J'ai essayé de la suivre, mais une infirmière m'a arrêtée.

« Madame, vous devez rester ici. Les médecins travaillent. Nous avons besoin de quelques informations. »

Elle m'a conduite dans une salle d'attente. Murs couleur crème. Chaises en plastique. Odeur de désinfectant.

Je me suis assise. Je tremblais de la tête aux pieds. Je ne savais pas si c'était à cause du froid de mes vêtements mouillés ou du choc. Probablement les deux.

L'infirmière était assise en face de moi.

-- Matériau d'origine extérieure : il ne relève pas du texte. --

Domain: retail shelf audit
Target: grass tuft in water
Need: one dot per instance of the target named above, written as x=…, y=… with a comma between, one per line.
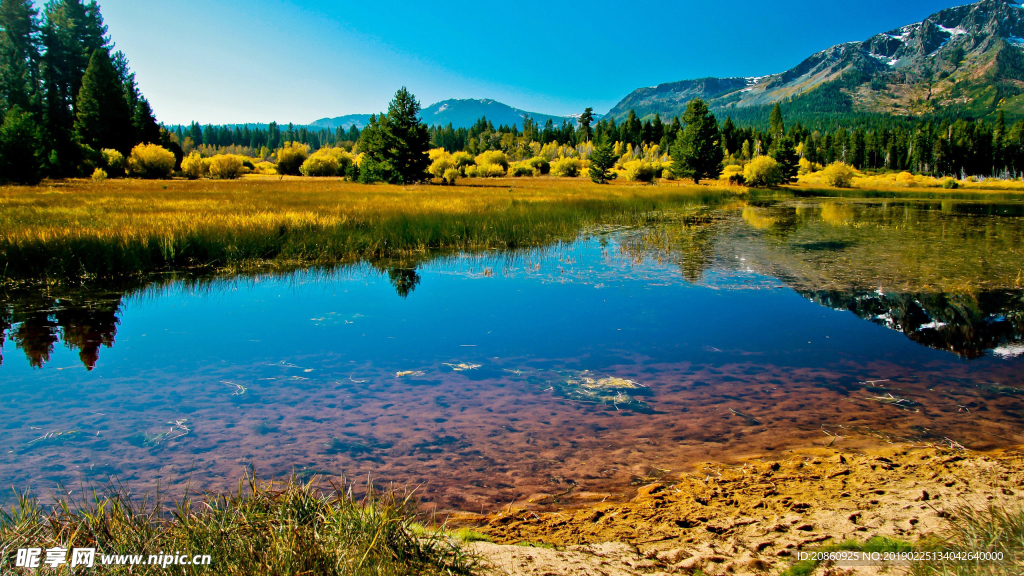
x=285, y=528
x=993, y=529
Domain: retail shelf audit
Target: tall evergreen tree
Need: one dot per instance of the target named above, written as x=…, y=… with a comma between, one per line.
x=20, y=149
x=788, y=161
x=397, y=142
x=697, y=152
x=18, y=55
x=601, y=161
x=776, y=122
x=103, y=119
x=586, y=119
x=72, y=32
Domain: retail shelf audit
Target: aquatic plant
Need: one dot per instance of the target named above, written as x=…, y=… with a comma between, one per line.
x=283, y=528
x=80, y=230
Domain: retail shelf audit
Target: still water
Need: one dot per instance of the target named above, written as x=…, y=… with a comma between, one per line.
x=558, y=374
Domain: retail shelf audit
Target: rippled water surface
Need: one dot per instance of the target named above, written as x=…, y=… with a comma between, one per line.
x=554, y=374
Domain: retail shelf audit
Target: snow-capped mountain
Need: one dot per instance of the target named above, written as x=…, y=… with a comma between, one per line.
x=969, y=58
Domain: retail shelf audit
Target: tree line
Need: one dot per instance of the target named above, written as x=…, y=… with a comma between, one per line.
x=65, y=94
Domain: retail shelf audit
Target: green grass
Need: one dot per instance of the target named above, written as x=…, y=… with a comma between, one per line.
x=76, y=230
x=992, y=529
x=265, y=528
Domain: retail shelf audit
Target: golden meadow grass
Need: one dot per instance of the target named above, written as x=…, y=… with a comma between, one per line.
x=79, y=229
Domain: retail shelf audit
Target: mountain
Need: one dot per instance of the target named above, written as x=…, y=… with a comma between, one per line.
x=359, y=120
x=968, y=59
x=463, y=114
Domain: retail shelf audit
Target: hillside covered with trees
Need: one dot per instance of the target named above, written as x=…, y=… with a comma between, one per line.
x=69, y=101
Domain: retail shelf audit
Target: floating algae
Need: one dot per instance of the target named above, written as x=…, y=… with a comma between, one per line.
x=751, y=420
x=404, y=373
x=901, y=403
x=615, y=392
x=145, y=440
x=462, y=366
x=356, y=446
x=52, y=438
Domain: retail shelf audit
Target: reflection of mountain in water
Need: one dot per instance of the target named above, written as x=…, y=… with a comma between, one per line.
x=967, y=325
x=951, y=274
x=36, y=322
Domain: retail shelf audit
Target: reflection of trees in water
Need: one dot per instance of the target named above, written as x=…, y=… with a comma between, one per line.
x=689, y=243
x=403, y=280
x=965, y=324
x=37, y=322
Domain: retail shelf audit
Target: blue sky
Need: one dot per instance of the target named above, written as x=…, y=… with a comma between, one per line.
x=297, y=60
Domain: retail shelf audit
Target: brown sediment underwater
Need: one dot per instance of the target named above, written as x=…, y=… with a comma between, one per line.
x=475, y=441
x=756, y=517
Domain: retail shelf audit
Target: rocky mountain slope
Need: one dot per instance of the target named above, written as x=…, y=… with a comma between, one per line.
x=967, y=59
x=465, y=113
x=459, y=113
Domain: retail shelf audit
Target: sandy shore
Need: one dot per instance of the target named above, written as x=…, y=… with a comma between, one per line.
x=753, y=518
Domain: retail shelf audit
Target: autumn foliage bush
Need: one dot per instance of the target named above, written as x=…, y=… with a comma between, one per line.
x=151, y=161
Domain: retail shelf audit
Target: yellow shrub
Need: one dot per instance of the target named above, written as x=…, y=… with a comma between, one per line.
x=763, y=171
x=462, y=159
x=451, y=175
x=839, y=174
x=639, y=171
x=151, y=161
x=906, y=179
x=193, y=166
x=440, y=165
x=541, y=164
x=522, y=169
x=327, y=162
x=495, y=157
x=567, y=167
x=729, y=170
x=115, y=162
x=489, y=171
x=225, y=166
x=291, y=157
x=805, y=167
x=667, y=171
x=266, y=168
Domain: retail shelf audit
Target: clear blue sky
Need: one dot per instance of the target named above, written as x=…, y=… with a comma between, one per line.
x=297, y=60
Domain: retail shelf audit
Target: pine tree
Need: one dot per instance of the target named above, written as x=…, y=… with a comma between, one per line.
x=788, y=161
x=586, y=119
x=18, y=55
x=103, y=119
x=601, y=161
x=72, y=32
x=397, y=142
x=20, y=149
x=697, y=152
x=656, y=129
x=775, y=120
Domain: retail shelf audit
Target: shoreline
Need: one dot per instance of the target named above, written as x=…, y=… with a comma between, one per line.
x=754, y=518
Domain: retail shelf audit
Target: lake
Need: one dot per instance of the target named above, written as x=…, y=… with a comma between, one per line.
x=555, y=375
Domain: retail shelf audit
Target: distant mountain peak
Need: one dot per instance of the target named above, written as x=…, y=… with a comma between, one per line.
x=906, y=71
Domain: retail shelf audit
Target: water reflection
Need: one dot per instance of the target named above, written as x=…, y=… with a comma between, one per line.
x=969, y=325
x=947, y=275
x=38, y=320
x=491, y=378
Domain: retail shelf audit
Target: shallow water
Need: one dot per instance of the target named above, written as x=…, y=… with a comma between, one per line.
x=558, y=374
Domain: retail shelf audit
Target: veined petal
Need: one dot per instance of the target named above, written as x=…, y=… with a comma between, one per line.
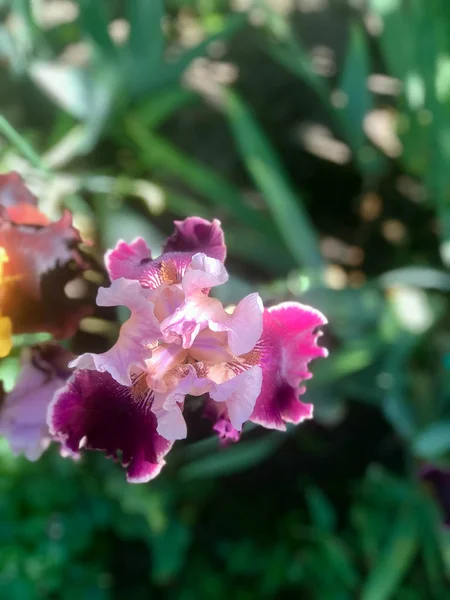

Elle était plus âgée que le secouriste. Peut-être de mon âge. Elle avait de douces rides autour des yeux. Son badge indiquait ELOISE.

« Je vais avoir besoin que tu me racontes tout ce qui s'est passé », dit-elle d'une voix douce.

Et je lui ai tout raconté dans les moindres détails. Depuis l'instant où j'ai vu la voiture de Cynthia jusqu'à l'ouverture de la valise. Eloise prenait des notes sur une tablette. Elle hocha la tête. Elle ne m'interrompit pas.

Quand j'eus terminé, elle soupira profondément.

« La police voudra vous parler », a-t-elle dit. « Il s'agit d'une tentative de meurtre. Peut-être pire. »

Tentative de meurtre.

Les mots flottaient dans l'air comme des oiseaux noirs.

Ma belle-fille. La femme de mon fils. Une meurtrière.

Je n'arrivais pas à l'assimiler. Je ne pouvais pas le comprendre.

Éloïse a posé sa main sur la mienne.

« Tu as bien fait. Tu as sauvé une vie aujourd'hui. »

Mais ce n'était pas l'impression que j'avais. J'avais l'impression d'avoir mis au jour quelque chose d'horrible. Quelque chose que je ne pouvais pas refouler dans l'obscurité. Quelque chose qui allait tout changer à jamais.

Deux heures s'écoulèrent avant qu'un médecin ne vienne me parler. Il était jeune, peut-être trente-cinq ans. Il avait de profondes cernes sous les yeux et les mains qui sentaient le savon antibactérien.